Criminal defence lawyers in the capital are already refusing burglary cases because they say legal aid fees are too low.
Hesham Puri, head of the London Criminal Courts Solicitors’ Association (LCCSA), said: “The impact will be people being unrepresented and huge delays for victims and witnesses. Of course, we don’t want that, but the work is just so badly paid. The entire system is broken from years of underfunding and lawyers have had enough.
“If we don’t fight for the future of our ailing profession now, in five years’ time police stations and magistrates courts will no longer have proper access to justice. Victims, witnesses and defendants will then lose out.”
The action comes as barristers last week began walkouts over low legal aid fees which, they warn, are driving new recruits out of the profession. The disputes may increase the backlogs in the crown courts in England and Wales of about 58,000 cases.
An independent review by the former judge Sir Christopher Bellamy published in December last year recommended a 15% increase as soon as possible for barristers and solicitors. He said it would cost about £135m.
The Ministry of Justice says it is providing the extra funding recommended by Bellamy and the action by lawyers was threatening progress in clearing the court backlog. It says the increased investment in legal aid is the biggest rise in a decade. The Law Society has said the changes are welcome, but it wants a 15% increase for all legal aid fees.

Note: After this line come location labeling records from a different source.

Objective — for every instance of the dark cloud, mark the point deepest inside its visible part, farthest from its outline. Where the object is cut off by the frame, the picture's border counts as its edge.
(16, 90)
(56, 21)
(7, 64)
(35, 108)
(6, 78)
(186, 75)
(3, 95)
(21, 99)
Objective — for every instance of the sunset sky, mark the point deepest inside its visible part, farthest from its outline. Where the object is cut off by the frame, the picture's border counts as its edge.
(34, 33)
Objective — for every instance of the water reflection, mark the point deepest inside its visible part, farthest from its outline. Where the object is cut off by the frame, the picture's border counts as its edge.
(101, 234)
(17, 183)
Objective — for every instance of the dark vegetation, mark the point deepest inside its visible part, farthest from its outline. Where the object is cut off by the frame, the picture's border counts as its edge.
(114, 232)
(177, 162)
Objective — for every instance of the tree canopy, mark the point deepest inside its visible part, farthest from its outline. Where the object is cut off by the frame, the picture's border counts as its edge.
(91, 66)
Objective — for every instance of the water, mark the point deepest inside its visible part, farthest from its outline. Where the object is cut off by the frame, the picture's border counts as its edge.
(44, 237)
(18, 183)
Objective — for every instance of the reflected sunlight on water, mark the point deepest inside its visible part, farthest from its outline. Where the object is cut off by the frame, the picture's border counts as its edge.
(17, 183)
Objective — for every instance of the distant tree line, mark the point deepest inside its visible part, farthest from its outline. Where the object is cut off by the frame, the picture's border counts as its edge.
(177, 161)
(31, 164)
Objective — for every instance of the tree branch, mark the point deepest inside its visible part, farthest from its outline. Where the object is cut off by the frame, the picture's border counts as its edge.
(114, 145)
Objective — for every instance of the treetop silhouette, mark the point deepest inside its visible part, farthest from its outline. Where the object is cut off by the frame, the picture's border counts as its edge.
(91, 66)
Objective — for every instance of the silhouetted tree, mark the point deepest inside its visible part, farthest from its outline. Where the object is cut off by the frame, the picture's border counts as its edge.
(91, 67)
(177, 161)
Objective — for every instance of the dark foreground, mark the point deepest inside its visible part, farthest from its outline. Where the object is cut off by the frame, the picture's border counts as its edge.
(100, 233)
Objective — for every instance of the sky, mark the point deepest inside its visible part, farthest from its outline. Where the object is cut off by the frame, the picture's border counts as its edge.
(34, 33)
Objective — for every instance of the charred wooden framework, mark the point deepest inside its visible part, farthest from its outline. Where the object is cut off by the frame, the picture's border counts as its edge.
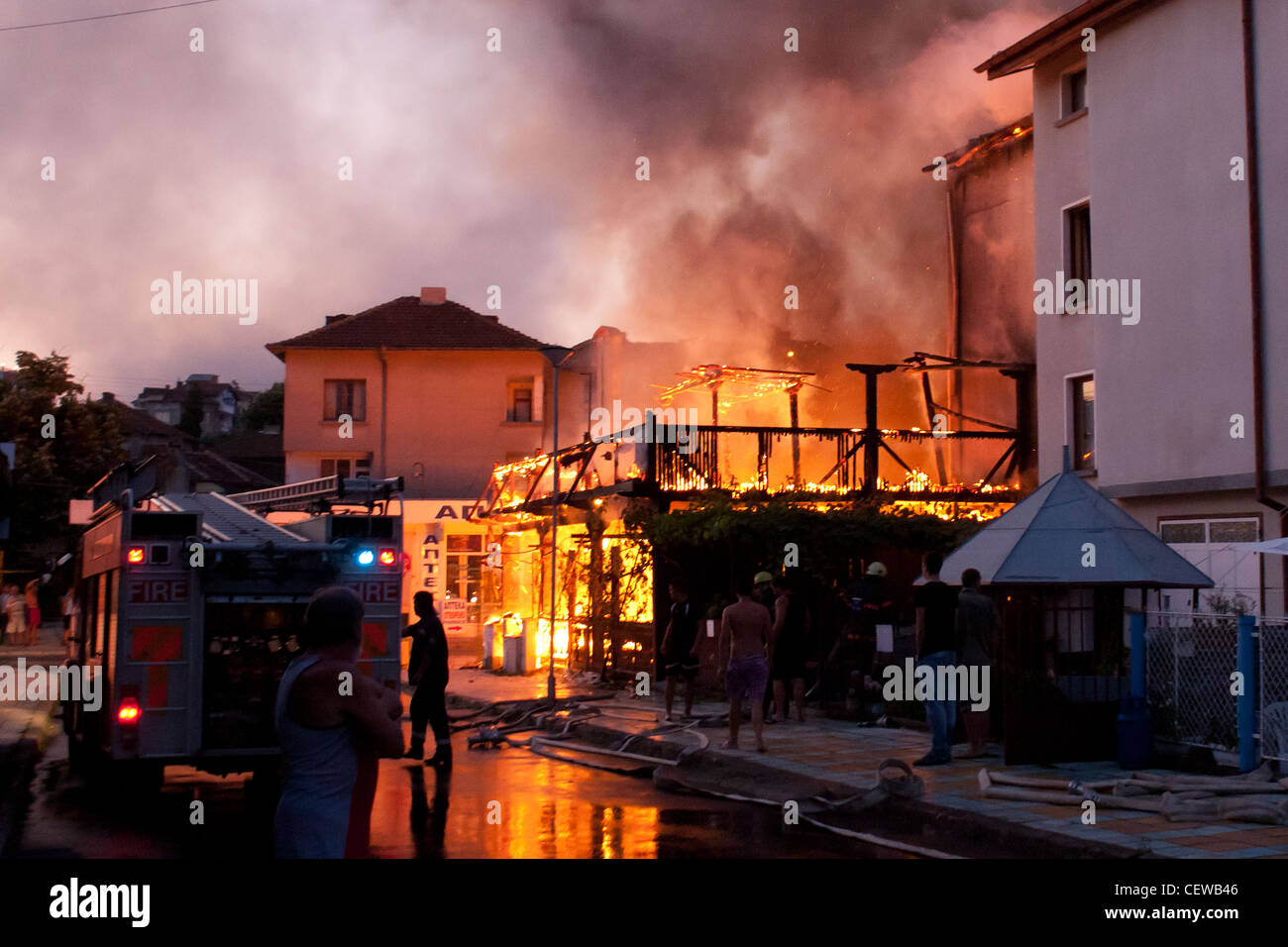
(675, 471)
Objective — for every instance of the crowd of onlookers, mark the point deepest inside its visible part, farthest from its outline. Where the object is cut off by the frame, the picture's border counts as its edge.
(21, 613)
(771, 643)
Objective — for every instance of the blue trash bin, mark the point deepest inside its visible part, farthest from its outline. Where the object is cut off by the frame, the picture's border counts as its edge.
(1134, 738)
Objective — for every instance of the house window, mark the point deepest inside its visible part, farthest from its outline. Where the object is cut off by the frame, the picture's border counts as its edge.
(519, 403)
(1077, 243)
(344, 397)
(1074, 91)
(335, 466)
(1083, 406)
(1207, 544)
(346, 467)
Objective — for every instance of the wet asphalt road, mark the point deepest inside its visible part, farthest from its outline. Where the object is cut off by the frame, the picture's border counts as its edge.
(506, 802)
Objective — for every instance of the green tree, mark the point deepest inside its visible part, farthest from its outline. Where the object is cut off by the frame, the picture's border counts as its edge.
(265, 410)
(63, 445)
(193, 410)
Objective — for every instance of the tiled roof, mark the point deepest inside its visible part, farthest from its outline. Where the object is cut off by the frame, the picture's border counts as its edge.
(406, 324)
(179, 392)
(209, 467)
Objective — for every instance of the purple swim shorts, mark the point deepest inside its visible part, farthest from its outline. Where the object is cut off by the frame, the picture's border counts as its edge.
(746, 678)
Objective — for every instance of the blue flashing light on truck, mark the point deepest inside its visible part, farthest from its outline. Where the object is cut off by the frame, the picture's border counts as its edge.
(192, 605)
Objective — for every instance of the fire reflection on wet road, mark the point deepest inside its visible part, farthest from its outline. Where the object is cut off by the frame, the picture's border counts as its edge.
(515, 804)
(496, 804)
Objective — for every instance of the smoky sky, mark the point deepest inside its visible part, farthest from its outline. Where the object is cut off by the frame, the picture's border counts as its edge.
(476, 169)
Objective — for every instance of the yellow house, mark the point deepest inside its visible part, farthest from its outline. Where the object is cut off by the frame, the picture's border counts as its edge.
(437, 393)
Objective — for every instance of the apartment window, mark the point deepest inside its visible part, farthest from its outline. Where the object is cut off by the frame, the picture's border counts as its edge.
(1074, 91)
(1077, 243)
(519, 402)
(1207, 544)
(1083, 406)
(346, 467)
(344, 397)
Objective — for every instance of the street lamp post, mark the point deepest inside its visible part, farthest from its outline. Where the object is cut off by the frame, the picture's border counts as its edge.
(557, 355)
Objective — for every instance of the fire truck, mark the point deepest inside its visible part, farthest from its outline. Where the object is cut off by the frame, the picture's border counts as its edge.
(192, 607)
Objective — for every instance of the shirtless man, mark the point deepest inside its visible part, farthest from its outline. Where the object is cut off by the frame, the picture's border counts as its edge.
(747, 628)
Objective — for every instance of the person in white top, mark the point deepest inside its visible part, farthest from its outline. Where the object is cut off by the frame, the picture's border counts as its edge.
(16, 607)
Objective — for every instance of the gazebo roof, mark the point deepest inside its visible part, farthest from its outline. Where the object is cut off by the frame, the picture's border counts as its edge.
(1039, 541)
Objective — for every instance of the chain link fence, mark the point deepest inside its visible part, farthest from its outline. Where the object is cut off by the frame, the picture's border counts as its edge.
(1188, 665)
(1273, 652)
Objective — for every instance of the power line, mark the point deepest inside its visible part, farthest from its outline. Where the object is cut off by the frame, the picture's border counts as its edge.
(104, 16)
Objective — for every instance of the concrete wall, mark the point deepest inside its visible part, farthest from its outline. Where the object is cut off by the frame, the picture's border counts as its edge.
(1061, 176)
(1166, 115)
(1153, 153)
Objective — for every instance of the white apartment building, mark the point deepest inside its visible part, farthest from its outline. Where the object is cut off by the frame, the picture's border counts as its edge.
(1159, 136)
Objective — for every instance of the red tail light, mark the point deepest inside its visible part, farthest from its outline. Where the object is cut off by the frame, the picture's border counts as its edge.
(128, 711)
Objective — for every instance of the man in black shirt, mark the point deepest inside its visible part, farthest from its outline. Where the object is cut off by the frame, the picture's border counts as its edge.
(936, 647)
(681, 646)
(426, 671)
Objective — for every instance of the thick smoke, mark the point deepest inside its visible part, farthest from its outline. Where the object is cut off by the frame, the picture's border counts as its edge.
(773, 169)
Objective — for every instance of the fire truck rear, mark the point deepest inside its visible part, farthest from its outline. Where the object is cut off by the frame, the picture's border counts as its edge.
(193, 604)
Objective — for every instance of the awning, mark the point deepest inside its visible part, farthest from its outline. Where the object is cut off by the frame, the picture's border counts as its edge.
(1055, 534)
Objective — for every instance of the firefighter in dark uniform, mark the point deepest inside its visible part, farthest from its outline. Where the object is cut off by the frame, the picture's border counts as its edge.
(426, 671)
(872, 605)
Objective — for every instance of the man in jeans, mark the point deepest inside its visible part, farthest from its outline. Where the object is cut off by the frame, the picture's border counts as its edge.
(936, 647)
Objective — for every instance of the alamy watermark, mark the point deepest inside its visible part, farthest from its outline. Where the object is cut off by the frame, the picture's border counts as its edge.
(653, 425)
(52, 684)
(936, 684)
(1090, 296)
(206, 298)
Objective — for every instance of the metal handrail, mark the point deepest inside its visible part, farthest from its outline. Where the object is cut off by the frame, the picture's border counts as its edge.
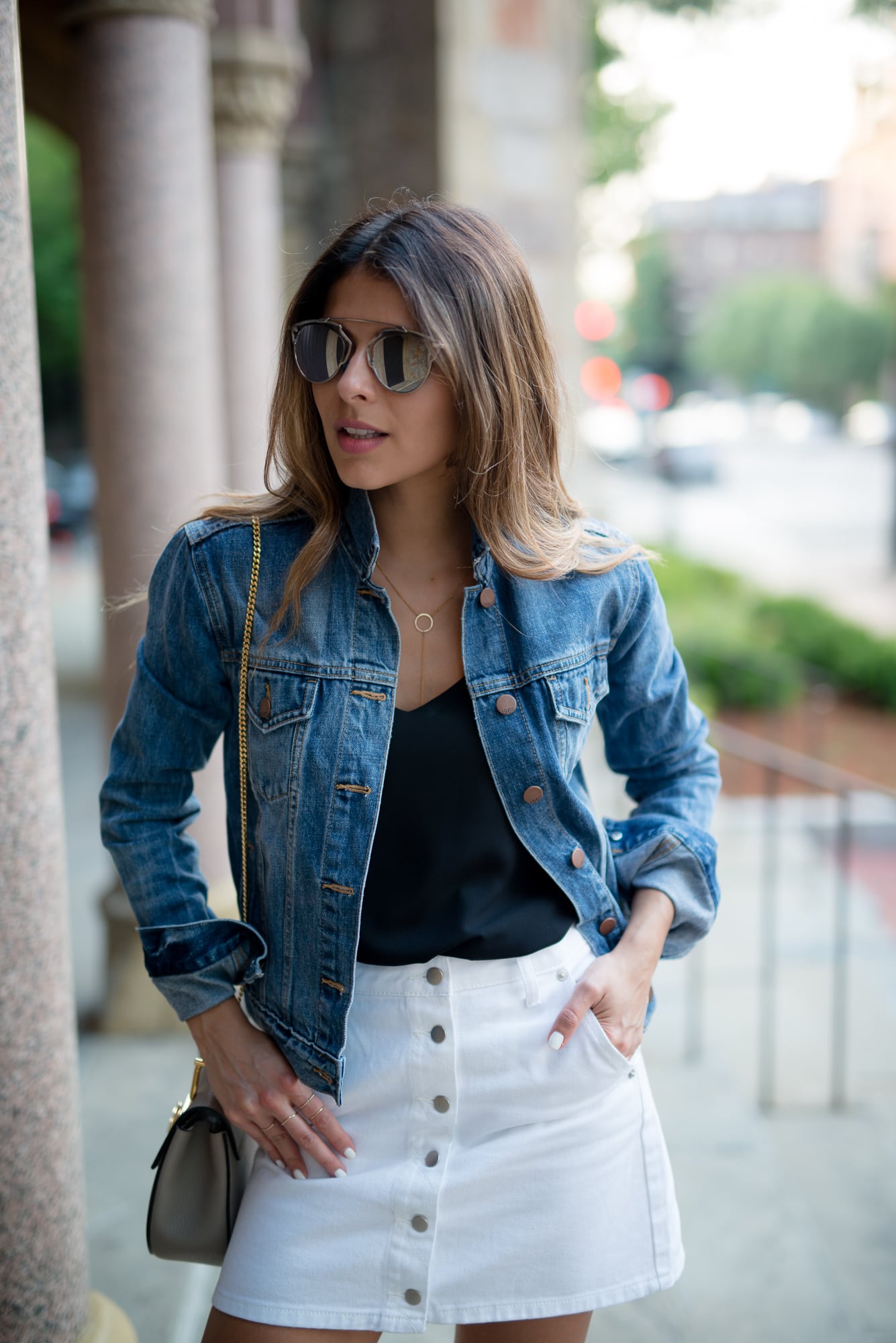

Bellamy’s report identified the challenges in recruiting young lawyers to legal aid firms who typically earn about £18,000 a year during training and £25,000 on qualification. In contrast, one City law firm is reported to be offering junior lawyers starting salaries of £120,000 a year.
A Law Society response to the Bellamy review said that in Norfolk, Suffolk, Cornwall and Worcestershire there are no criminal law solicitors aged under 35 who are practising. In 2019, 62% of duty solicitors were aged 45 or over.
Nazir Afzal, a former chief crown prosecutor for north-west England, said the failure to invest in the legal aid budget had made it uneconomic for legal firms to work on many cases.
He said: “Young criminal solicitors are a dying breed because the profession does not pay enough. It will mean miscarriages of justice as a result.”
The LCCSA says an independent board should review legal aid fees annually and there has been no rise in standard legal aid fees for magistrates courts since 1996. It claims they were reduced by nearly 9% in 2014.
The Ministry of Justice said it was fast-tracking legislation so criminal solicitors would receive a 15% increase for work in police stations and magistrates courts. Other reforms to solicitor pay are under consideration.